Inutile de se creuser la tête, dans Rien sur Robert, il n’y a pas grand chose sur Robert, si ce n’est une brève allusion à Robert Desnos, poète qu’on réhabilite ces temps-ci. Il y a, en revanche, un chef d’accusation à l’encontre de Didier Temple (Fabrice Luchini, parfait) : un article assassin que l’homme a pondu sur un film… bosniaque… euh, non, serbe…, bref, qu’il a eu le tort de ne pas avoir vu. Plus ou moins à cause de ça, sa vie bascule dans un cauchemar, qu’à tout instant, les personnages qui gravitent autour de lui, profitant de la brèche ouverte par son propre sentiment de culpabilité, réveillent et alimentent. Sa copine Juliette (Sandrine Kiberlain, qui se tire à merveille d’un rôle casse-gueule), tout en affirmant l’aimer, le trompe allégrement, Chatwick-West (Piccoli, magistral) l’humilie en public, Jérôme Sauveur (Laurent Lucas) écrit mieux que lui, sa mère lui fait une crise de nerfs… Il n’y a guère qu’Aurélie (Valentina Cervi, au merveilleux charme latin), rencontrée par hasard chez Chatwick-West, pour l’aimer sans rémission.

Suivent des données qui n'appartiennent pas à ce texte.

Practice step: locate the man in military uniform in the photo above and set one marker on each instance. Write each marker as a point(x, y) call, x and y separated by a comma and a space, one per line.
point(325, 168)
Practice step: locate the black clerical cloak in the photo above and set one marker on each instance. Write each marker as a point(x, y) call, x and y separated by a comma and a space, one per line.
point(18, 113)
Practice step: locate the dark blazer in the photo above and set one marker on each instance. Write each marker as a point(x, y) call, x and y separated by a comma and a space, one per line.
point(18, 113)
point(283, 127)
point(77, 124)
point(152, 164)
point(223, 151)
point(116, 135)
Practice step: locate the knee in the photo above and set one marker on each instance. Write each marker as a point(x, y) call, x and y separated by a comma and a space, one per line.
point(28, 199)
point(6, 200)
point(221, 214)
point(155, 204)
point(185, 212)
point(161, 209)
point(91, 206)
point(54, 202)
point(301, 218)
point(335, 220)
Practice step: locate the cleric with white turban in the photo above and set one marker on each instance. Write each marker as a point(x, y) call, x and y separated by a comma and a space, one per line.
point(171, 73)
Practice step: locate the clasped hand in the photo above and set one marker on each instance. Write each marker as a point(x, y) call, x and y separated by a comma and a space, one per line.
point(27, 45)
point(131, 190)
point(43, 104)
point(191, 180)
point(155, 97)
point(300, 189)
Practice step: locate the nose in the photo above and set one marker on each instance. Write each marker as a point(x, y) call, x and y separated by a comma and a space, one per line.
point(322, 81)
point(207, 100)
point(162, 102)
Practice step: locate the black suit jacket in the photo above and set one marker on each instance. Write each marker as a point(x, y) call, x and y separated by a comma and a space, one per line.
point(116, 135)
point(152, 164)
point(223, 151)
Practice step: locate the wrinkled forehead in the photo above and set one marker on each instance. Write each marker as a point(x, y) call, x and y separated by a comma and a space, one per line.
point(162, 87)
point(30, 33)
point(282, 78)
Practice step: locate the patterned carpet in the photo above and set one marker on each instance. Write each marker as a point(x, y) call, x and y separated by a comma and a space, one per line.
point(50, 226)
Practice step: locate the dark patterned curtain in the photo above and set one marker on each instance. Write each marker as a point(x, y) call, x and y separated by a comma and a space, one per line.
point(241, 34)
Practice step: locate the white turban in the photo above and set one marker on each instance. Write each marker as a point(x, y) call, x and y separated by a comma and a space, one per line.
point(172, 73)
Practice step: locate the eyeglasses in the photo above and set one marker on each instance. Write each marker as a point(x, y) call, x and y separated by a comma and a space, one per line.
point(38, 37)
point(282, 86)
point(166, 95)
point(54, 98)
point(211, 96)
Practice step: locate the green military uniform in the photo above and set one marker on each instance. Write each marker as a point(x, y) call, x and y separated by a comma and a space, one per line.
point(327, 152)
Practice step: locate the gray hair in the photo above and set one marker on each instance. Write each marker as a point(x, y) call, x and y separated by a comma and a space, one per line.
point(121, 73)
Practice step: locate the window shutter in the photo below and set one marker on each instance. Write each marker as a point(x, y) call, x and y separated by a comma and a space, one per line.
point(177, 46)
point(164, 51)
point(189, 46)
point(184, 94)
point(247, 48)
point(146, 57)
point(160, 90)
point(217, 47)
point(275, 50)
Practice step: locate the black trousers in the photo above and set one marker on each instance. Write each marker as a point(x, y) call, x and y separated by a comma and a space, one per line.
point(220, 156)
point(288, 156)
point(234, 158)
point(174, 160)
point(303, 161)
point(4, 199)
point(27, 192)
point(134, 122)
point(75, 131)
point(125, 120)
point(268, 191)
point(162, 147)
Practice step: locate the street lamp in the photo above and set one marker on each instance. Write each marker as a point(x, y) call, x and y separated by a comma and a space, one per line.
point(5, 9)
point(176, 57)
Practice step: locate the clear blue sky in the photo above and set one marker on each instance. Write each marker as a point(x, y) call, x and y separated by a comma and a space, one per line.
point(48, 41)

Par le poids que leur accorde Bonitzer dans son scénario, les mots et le dialogue, comme source de conflits, espace de confrontation, mais peut-être aussi de réconciliation (comme les paroles d’Aurélie, souvent apaisantes), sont le moteur de l’action et la font rebondir à leur rythme. La surprise domine, car il faut bien comprendre que rien de mieux que les mots et leur écoulement n’offrent autant de chausse-trapes, de tromperie, et d’illusion. Didier, qui s’en croyait maître (écrire sur un film qu’on a pas vu, c’est, d’une certaine manière, croire en leur vérité) apprend à ses dépends que les mots, qui ont toujours une face cachée, font mal. Combien de fois demande-t-il à Juliette d’arrêter de parler, de ne pas en dire plus ? La maîtrise scénaristique qui découle de ce travail acharné sur le dialogue, ne fait pourtant pas, loin de là, de Rien sur Robert, un film de scénariste. Rien Sur Robert devrait faire taire les mauvaises langues qui n’auront vu dans le premier film de Pascal Bonitzer rien de plus qu’un premier scénario filmé. Sur la question de la cinématographie, le réalisateur a des leçons à donner. Il suffit de se pencher sur le découpage d’une scène comme celle du repas, scène maîtresse, dans laquelle Didier se fait proprement ramasser par son ancien professeur, pour dissiper tous les mal-entendus. La tension découle, certes, de la situation mais aussi et surtout de sa mise en scène : la série de champs contre-champs, d’un côté, qui isole Didier et accentue sa gêne et son humiliation, et de l’autre côté, rassemble derrière Chatwick-West une majorité silencieuse de convives, et pose l’un en face de l’autre, deux figures imposantes du cinéma français, Piccoli et Luchini, offre à ce conflit, une dimension mythique.

Il ne faut pas croire, on rit beaucoup dans Rien sur Robert. Il n’y a pas de doute, c’est une comédie. On rit beaucoup, mais il arrive fréquemment que ce rire bascule dans une dimension inconnue, toujours grâce aux dialogues mais aussi grâce aux univers multiples proposés, proche des films de Raoul Ruiz (dont Pascal Bonitzer est le scénariste des deux derniers films), voire même d’un fantastique à la Lynch. Pourtant, et c’est la principale qualité de son film, Bonitzer, loin de le refermer sur lui-même, d’en faire un objet clôt et parfait, l’ouvre entièrement au monde. Rien sur Robert est un film, sans aucun doute, grand public. Souhaitons-lui de le rencontrer.